7. Increasing competitive pressure. I grew up in a small town. The hardware store had one competitor. The grocery store had one competitor. The bookstore, antique shop, car dealership, rental office, and bank all had one competitor. Today, you have thousands upon thousands of competitors who want nothing more than to see your customers in their checkout carts. This competition impacts the complexity of your entire business, and weighs heavily on what can and cannot be done in maintenance windows, with upgrades, and at what speed you innovate. Environments that may have been refreshed once every five years have moved to the cloud where optimizations and advancements in processor speed and memory can be had in seconds or minutes. Systems that once had a single run book covering a simple list of applications now look closer to “War and Peace” and cover the growing number of processes, products, services and intelligence being added to increase profits while simultaneously working to reduce risks and downtime.
8. High availability solution costs. We all wish we had an unlimited budget, but the reality between what you have available is sometimes somewhere between a little and not enough. Teams are often forced to balance consumption versus fixed cost, license costs for applications on the standby clusters, and associated costs for availability software. Enterprise licenses often add a ‘tough to swallow’ price tag for a standby server in an availability environment. Architecting an availability solution is never free, even if you are a hard core ‘DIY’ team. DIY comes with additional costs in maintenance, management, source control, testing, deployment, version management and version control, patches, and patch management. While your team of experts may be clearly up for the challenge, your business likely would prefer their highly valued talents be applied to creating more revenue opportunities.
9. Business growth. Growth of your business due to innovation means that your teams are now responsible for more critical applications, more sites, more offices, and more data that needs to be accessible and highly available. As your business grows and thrives the challenges that come with scaling up and scaling out add to the complexities mentioned previously, but also just expand what you have to prepare and plan for.

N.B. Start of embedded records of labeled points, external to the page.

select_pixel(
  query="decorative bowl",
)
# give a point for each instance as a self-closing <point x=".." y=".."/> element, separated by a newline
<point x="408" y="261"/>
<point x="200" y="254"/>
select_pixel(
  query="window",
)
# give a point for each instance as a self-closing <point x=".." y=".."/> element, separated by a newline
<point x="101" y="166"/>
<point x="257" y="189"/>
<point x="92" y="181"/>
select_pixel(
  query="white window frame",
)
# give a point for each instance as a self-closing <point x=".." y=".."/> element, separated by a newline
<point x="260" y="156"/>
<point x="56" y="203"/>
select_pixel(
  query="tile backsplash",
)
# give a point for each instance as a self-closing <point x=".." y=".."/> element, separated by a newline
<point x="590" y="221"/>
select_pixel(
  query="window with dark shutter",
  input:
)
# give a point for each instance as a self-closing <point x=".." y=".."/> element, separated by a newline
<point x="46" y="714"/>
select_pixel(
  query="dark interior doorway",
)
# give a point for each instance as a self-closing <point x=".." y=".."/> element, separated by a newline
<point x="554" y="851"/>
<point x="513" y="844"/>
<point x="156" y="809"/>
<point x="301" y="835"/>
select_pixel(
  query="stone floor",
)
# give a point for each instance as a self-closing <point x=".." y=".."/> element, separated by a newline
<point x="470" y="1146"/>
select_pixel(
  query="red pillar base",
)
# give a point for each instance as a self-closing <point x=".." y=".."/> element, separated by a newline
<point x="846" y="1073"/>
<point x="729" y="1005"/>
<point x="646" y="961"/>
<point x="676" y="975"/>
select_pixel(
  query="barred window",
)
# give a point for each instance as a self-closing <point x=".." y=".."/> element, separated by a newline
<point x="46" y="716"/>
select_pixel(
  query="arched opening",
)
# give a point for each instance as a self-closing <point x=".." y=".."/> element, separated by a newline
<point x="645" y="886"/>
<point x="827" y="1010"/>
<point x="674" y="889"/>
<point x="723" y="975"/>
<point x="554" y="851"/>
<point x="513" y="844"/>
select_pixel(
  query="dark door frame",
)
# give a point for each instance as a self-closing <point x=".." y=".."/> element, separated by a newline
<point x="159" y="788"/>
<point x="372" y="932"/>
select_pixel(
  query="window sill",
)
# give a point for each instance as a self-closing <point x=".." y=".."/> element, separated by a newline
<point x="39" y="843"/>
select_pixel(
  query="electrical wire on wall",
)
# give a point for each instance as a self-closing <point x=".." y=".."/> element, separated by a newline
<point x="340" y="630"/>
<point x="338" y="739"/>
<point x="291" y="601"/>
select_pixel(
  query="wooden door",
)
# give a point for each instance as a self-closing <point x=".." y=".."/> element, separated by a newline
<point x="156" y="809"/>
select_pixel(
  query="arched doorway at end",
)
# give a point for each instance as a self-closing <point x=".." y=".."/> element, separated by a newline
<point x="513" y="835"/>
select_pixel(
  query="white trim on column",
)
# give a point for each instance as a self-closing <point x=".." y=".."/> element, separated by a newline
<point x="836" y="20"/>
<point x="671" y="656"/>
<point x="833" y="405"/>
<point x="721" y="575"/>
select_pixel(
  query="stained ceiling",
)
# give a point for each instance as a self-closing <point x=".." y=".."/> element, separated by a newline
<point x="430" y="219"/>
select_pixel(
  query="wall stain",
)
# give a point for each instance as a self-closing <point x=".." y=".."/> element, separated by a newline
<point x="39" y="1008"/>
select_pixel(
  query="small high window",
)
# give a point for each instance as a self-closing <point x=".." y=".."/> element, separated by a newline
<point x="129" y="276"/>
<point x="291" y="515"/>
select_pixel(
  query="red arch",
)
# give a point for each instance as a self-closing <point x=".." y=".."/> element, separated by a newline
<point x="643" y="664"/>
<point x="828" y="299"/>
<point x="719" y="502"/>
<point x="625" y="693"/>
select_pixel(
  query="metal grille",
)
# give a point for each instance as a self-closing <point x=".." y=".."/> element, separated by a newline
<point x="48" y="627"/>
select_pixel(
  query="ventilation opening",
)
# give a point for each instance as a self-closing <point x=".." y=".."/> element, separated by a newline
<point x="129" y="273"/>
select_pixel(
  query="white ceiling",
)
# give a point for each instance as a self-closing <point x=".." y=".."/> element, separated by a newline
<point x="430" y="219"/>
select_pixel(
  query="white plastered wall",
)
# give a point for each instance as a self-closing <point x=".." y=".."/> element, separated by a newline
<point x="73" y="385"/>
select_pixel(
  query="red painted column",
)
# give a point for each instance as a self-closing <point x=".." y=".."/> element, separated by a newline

10. Team turnover. The complexity of the environments, speed of innovation, growth of your business, advances in the application tier, and growth in the competitive landscape brings with it the challenge of retaining top talent to keep your infrastructure running smoothly. Most companies understand that availability is a merger of people, process, product, and architecture among other things. So finding ways to reduce the complexity of clustering environments with automated configuration, documented run books, leveraging products with consistent HA strategies across the infrastructure is a key to both retaining the talent that installs and manages your infrastructure, and mitigating the risks and heavy lifting of those responsible for the key components of availability.
Let’s face it, love takes hard work, good communication, time, investment, skill and determination, and there are no shortcuts to a successful relationship. The same can be said about achieving the best outcomes in an ever emerging, increasingly complex, and fluid technology space within your enterprise. Availability, clustering, disaster recovery and up time is so ‘gosh darn’ hard because it requires a serious, dedicated, non-stop top to bottom cultural shift accounting for the speed of innovation, the complexity of applications and orchestration, competition and growth, and the other components of keeping applications, databases, and critical infrastructure available to those who need them, when they need them.